境界面で遊ぶ

機能不全家族育ちの人間が望みの生活を手に入れるまでとその後の話

ある機能不全家族の話 その7

さて、長らく人生の目的だと思っていたものが実はそうではなかった、と気づいて愕然としました。

 

もちろん、たった一人の兄ですから、これからも何かと気にかかる存在ではありますが、離れて暮らしても問題ない、というのは今までと全然違います。
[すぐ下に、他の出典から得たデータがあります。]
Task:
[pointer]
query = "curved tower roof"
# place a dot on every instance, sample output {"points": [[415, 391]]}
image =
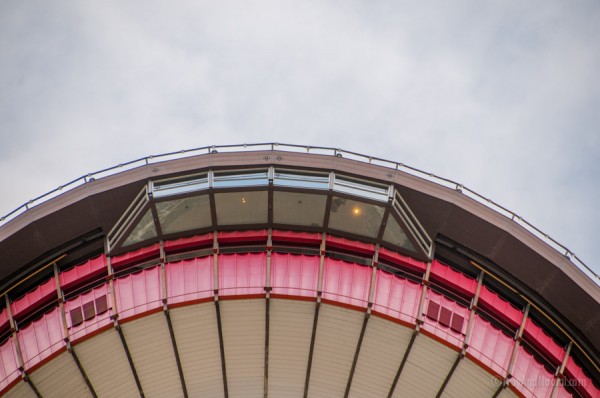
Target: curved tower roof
{"points": [[281, 270]]}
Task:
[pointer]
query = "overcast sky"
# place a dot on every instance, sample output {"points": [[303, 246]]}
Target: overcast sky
{"points": [[500, 95]]}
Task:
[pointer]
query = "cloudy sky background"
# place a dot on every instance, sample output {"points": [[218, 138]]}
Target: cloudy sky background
{"points": [[502, 96]]}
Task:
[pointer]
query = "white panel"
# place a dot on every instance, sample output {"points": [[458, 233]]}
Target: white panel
{"points": [[383, 347], [243, 324], [60, 378], [151, 349], [289, 343], [197, 338], [507, 393], [338, 330], [470, 380], [426, 369], [21, 390], [104, 360]]}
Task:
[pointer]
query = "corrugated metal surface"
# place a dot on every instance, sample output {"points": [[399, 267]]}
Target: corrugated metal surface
{"points": [[197, 337], [244, 340], [289, 342], [21, 390], [60, 378], [469, 380], [152, 352], [337, 335], [426, 368], [106, 365], [382, 349]]}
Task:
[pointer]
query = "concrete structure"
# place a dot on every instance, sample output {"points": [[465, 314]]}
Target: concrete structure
{"points": [[287, 272]]}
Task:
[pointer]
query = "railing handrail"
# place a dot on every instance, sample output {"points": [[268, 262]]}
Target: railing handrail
{"points": [[274, 146]]}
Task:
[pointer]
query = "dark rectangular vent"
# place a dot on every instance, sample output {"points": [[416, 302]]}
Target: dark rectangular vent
{"points": [[76, 316], [101, 305], [88, 311], [457, 323], [433, 309], [445, 316]]}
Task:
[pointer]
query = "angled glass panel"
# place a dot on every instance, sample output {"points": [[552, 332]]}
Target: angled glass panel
{"points": [[184, 214], [299, 208], [355, 217], [361, 188], [242, 208], [143, 231], [178, 186], [240, 179], [395, 235], [286, 178]]}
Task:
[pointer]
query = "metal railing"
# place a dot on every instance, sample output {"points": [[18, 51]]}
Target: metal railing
{"points": [[273, 146]]}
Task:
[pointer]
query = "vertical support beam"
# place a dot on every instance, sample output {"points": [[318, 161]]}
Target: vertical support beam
{"points": [[117, 326], [218, 313], [418, 322], [269, 249], [365, 321], [513, 356], [163, 278], [66, 335], [560, 371], [14, 330], [317, 308], [463, 350]]}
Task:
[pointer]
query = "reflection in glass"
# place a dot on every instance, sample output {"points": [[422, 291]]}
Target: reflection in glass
{"points": [[184, 214], [143, 231], [240, 179], [299, 208], [355, 217], [241, 208], [394, 234]]}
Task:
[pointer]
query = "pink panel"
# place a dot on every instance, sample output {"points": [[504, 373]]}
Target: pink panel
{"points": [[392, 257], [243, 236], [101, 319], [499, 307], [311, 238], [192, 242], [295, 275], [136, 256], [346, 282], [42, 294], [396, 297], [445, 332], [577, 378], [9, 366], [543, 342], [531, 377], [84, 272], [241, 274], [138, 293], [41, 338], [190, 279], [350, 245], [456, 280], [490, 346]]}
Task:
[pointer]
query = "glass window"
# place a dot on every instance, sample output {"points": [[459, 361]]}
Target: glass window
{"points": [[143, 231], [394, 234], [355, 217], [360, 188], [184, 214], [297, 180], [179, 185], [241, 208], [240, 179], [296, 208]]}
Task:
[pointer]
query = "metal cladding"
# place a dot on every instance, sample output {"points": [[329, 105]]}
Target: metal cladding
{"points": [[280, 273]]}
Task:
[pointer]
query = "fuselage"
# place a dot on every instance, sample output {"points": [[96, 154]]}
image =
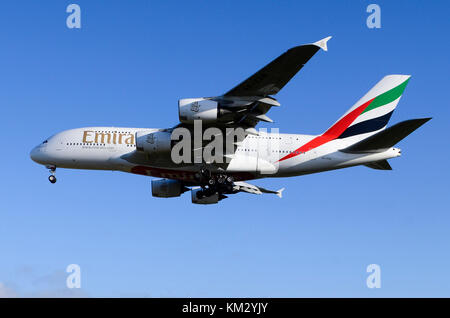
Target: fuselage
{"points": [[258, 156]]}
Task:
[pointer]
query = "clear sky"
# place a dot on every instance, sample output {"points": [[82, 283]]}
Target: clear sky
{"points": [[130, 63]]}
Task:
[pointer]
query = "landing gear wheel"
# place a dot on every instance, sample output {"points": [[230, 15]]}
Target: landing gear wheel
{"points": [[52, 179]]}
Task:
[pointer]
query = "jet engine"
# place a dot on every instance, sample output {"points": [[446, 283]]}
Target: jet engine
{"points": [[167, 188], [153, 143], [207, 110], [199, 197]]}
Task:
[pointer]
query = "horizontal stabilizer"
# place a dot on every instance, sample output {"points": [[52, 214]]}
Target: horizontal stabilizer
{"points": [[386, 138], [379, 165]]}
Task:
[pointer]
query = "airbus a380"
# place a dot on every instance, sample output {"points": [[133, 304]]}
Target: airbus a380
{"points": [[359, 137]]}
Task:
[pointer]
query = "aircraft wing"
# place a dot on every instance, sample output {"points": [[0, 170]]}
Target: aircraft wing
{"points": [[247, 104], [274, 76]]}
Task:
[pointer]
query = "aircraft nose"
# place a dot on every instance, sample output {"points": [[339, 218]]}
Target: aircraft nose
{"points": [[37, 155]]}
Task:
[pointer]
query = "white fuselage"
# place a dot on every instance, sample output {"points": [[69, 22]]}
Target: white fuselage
{"points": [[108, 148]]}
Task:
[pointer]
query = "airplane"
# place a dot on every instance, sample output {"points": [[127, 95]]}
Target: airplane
{"points": [[358, 137]]}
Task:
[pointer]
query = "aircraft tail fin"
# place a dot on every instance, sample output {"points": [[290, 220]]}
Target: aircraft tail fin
{"points": [[386, 138], [372, 112]]}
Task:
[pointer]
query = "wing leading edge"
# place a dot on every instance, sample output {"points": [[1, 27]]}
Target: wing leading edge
{"points": [[274, 76]]}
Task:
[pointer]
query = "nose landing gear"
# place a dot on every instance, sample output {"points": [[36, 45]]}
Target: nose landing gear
{"points": [[52, 177]]}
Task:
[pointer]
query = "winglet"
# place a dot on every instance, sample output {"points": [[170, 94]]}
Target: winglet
{"points": [[280, 193], [322, 43]]}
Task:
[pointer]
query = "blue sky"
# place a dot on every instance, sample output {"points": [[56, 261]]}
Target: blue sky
{"points": [[130, 63]]}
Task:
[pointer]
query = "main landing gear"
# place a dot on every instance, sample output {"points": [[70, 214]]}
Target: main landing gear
{"points": [[220, 183], [52, 177]]}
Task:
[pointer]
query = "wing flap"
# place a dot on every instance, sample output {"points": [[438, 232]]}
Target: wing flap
{"points": [[379, 165]]}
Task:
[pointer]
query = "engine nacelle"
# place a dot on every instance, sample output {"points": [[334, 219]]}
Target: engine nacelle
{"points": [[199, 198], [167, 188], [190, 109], [157, 142]]}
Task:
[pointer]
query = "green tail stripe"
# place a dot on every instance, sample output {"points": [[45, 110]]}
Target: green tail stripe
{"points": [[387, 97]]}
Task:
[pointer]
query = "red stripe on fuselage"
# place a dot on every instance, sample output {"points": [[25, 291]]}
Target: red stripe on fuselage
{"points": [[332, 133]]}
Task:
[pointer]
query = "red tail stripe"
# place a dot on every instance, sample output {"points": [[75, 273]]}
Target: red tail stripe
{"points": [[332, 133]]}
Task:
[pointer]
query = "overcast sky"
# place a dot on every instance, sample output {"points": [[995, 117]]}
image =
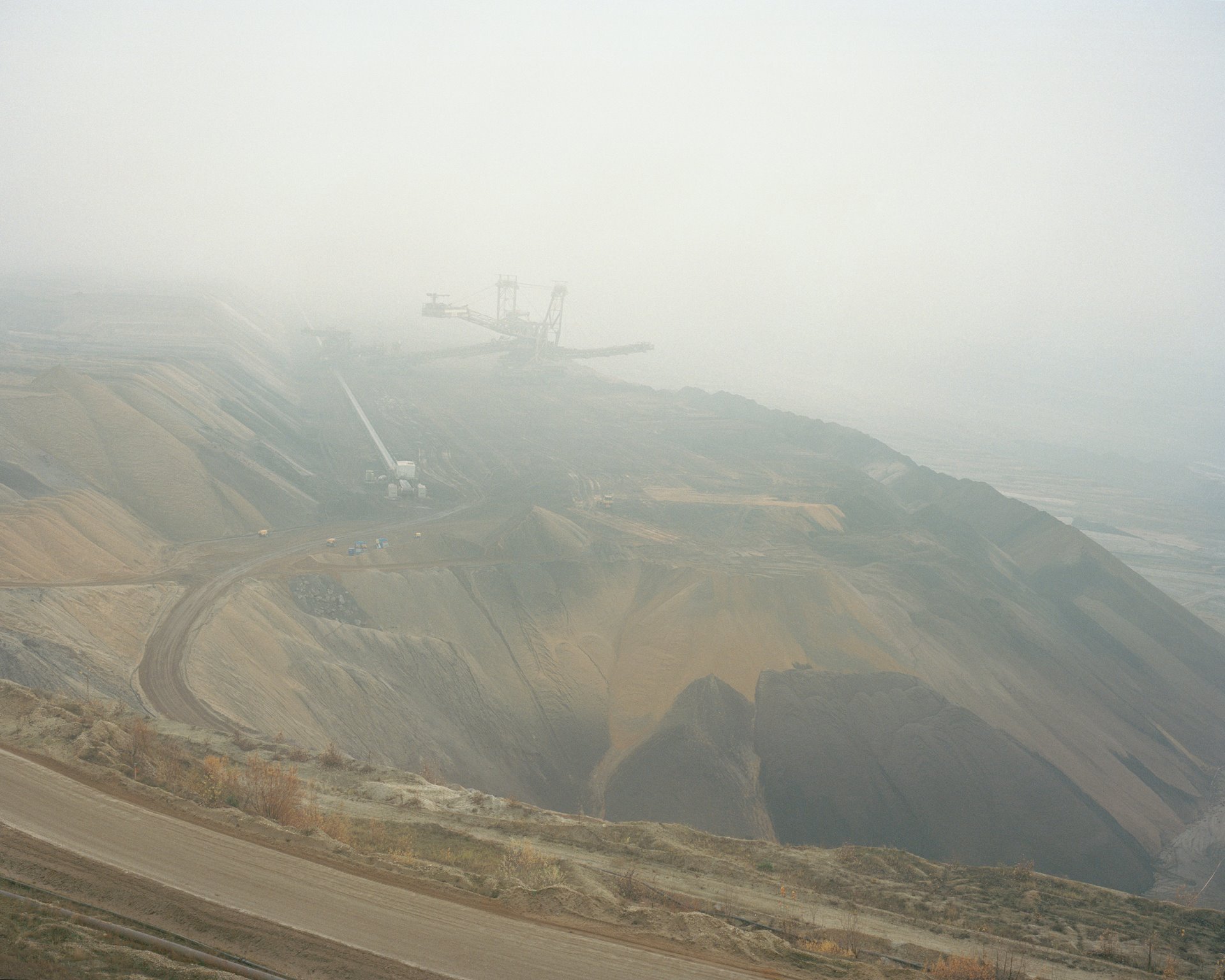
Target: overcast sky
{"points": [[847, 207]]}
「兄の世話をしつつ、それなりに自分の人生を生きる」方法を模索していたのが、まったく別の選択肢が生まれたからです。

 

実家から離れて暮らせるのなら、つまり、結婚という選択も視野に入ってくるわけです。

しかし、両親の関係を見ていれば、結婚さえすれば幸せになれるというのは幻想だというのは身に沁みて分かっています。

 

逆に言えば、気の合わない相手との結婚生活がこれほど悲惨なのならば、合う相手との結婚生活はどれほど充足したものになるのか想像もつかないくらいだとも思いました。

今まで考えもしなかった楽しい人生が送れるかもしれないチャンスが訪れたのです。

 

これに賭けてみない手はありません。

たとえ失敗したとしてもダメでもともとなのですから。